Most of us would contrast that with the low wages and pay cap endured by the other staff in the public sector. David Craig misses this point. In fact he frequently fails to distinguish between those battling to provide services and those at the top of the pile.

So he attacks public sector pensions by quoting what a long serving civil service permanent secretary could hope to get on retirement. The reality for most civil servants is very different. Because of low wages and careers shortened by job cuts, the average civil service pension is only about £5,000 per annum – even after including the big pensions paid to the Sir Humphreys.

Craig, together with Private Eye‘s Richard Brook, had earlier produced a devastating critique of the parasitical behaviour of the management consultants who are milking public services (Plundering the Public Sector).

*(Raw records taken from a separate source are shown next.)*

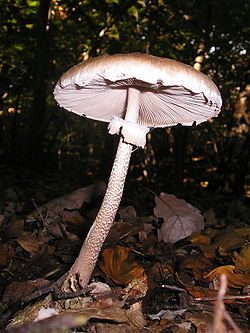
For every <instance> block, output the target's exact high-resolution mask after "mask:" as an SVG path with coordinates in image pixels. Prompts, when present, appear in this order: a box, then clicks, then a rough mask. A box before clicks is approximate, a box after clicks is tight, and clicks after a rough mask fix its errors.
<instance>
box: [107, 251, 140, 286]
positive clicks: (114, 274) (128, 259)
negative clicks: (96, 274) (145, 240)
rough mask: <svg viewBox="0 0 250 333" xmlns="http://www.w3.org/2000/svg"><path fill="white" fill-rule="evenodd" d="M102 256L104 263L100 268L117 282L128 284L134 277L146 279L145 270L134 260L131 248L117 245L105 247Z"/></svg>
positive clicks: (120, 284) (111, 279)
mask: <svg viewBox="0 0 250 333" xmlns="http://www.w3.org/2000/svg"><path fill="white" fill-rule="evenodd" d="M102 257H103V260H104V264H103V265H101V266H100V268H101V270H102V271H103V272H104V273H105V274H106V276H107V277H108V278H109V279H111V280H112V281H114V282H115V283H117V284H120V285H128V284H129V283H130V282H131V281H132V280H134V279H138V280H142V281H145V271H144V269H143V268H142V267H141V266H140V265H139V264H138V263H137V262H135V261H133V256H132V255H131V253H130V249H129V248H127V247H123V246H116V247H115V248H110V249H105V250H104V251H103V253H102Z"/></svg>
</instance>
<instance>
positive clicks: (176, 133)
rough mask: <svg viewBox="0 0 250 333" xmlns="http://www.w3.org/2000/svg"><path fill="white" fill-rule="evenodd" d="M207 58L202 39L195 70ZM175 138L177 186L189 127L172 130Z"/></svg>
mask: <svg viewBox="0 0 250 333" xmlns="http://www.w3.org/2000/svg"><path fill="white" fill-rule="evenodd" d="M204 58H205V41H204V40H203V39H201V41H200V43H199V46H198V49H197V52H196V57H195V60H194V66H193V67H194V68H195V69H196V70H198V71H201V67H202V62H203V60H204ZM172 131H173V136H174V161H175V185H177V186H179V185H181V184H182V180H183V176H184V166H185V157H186V148H187V137H188V133H189V128H188V127H186V126H185V127H181V126H180V127H178V126H177V127H175V128H173V129H172Z"/></svg>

Unfortunately, it seems that Craig cannot repeat this quality on his own. He is highly critical of the justifications for the wars in Iraq and Afghanistan, and calls for an end to the ID cards programme and a return to a public service ethos. But, while he attacks PFI and private hospital cleaning, he seems not to direct his ire at big business (with even more inflated top salaries) in general. And at times he veers into the positively unpleasant. He attributes far too much blame to the European Union – his chapter on it would not be out of place in a UKIP publication. And his frequent comments about migrants and endorsement of US style workfare often make this an unpleasant read. A better critique is possible – and necessary.